A typical GPT-4 request takes 500-2000ms. Adding 50-100ms of proxy overhead (common with Python/Node) is noticeable. Adding 5ms is not.
Without Raptor:    ████████████████████████████████████ 500ms
With Raptor:       █████████████████████████████████████ 505ms  (+1%)
Python proxy:      ██████████████████████████████████████████ 600ms  (+20%)

Three-Tier Caching

┌──────────────────────────────────────────────────────┐
│ HOT CACHE (In-Memory LRU)                            │
│ • Response time: <1ms                                │
│ • Size: 10,000 entries (configurable)                │
│ • Perfect for high-frequency queries                 │
└───────────────────────────┬──────────────────────────┘
                            │ Miss

┌──────────────────────────────────────────────────────┐
│ REDIS CACHE (Distributed)                            │
│ • Response time: 1-5ms                               │
│ • Shared across instances                            │
│ • Promotes hits to hot cache                         │
└───────────────────────────┬──────────────────────────┘
                            │ Miss

┌──────────────────────────────────────────────────────┐
│ UPSTREAM (OpenAI/Anthropic)                          │
│ • Response time: 200-2000ms                          │
│ • Response cached for next time                      │
└──────────────────────────────────────────────────────┘

Semantic Cache vs Exact Match

Traditional caches require exact matches. Raptor uses semantic hashing:
"What's the capital of France?"     → hash: abc123
"What is the capital of France?"    → hash: abc123  ✓ Same!
"Tell me France's capital city"     → hash: abc123  ✓ Same!
We compute a vector embedding, quantize the first 64 dimensions, and hash the result.
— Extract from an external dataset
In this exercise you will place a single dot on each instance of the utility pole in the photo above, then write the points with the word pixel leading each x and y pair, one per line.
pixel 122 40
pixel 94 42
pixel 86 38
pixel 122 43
Semantically similar queries produce the same hash.

Firewall Architecture

The firewall runs before forwarding to upstream:
  1. Extract text from request body (messages, prompt, etc.)
  2. Compute embedding using local ONNX model (~1ms)
  3. Compare against threat patterns via cosine similarity
  4. Block/warn/log based on configured thresholds
// Simplified firewall check
if cosine_similarity(request_embedding, pattern_embedding) > 0.85 {
    return Err(BlockedByFirewall);
}
For streaming responses, we also monitor the output and can terminate mid-stream if the AI starts generating policy-violating content.

Evidence Pipeline

All requests are logged asynchronously:
Request → MPSC Channel → Background Worker → PostgreSQL

             └── Non-blocking, ~10,000 buffer
Evidence is never on the critical path. Your requests don’t wait for logging.

Tech Stack

ComponentTechnology
LanguageRust 1.75+
Web frameworkAxum 0.7
Async runtimeTokio
DatabasePostgreSQL + pgvector
CacheRedis + in-memory LRU
EmbeddingsONNX Runtime
DeploymentDocker / Kubernetes

Resilience

  • Rate limiting: Per API key, configurable
  • Circuit breakers: Automatic failover on upstream errors
  • Connection pooling: Efficient database/Redis connections
  • Graceful shutdown: In-flight requests complete
Raptor is designed to be invisible. If we add latency you notice, that’s a bug.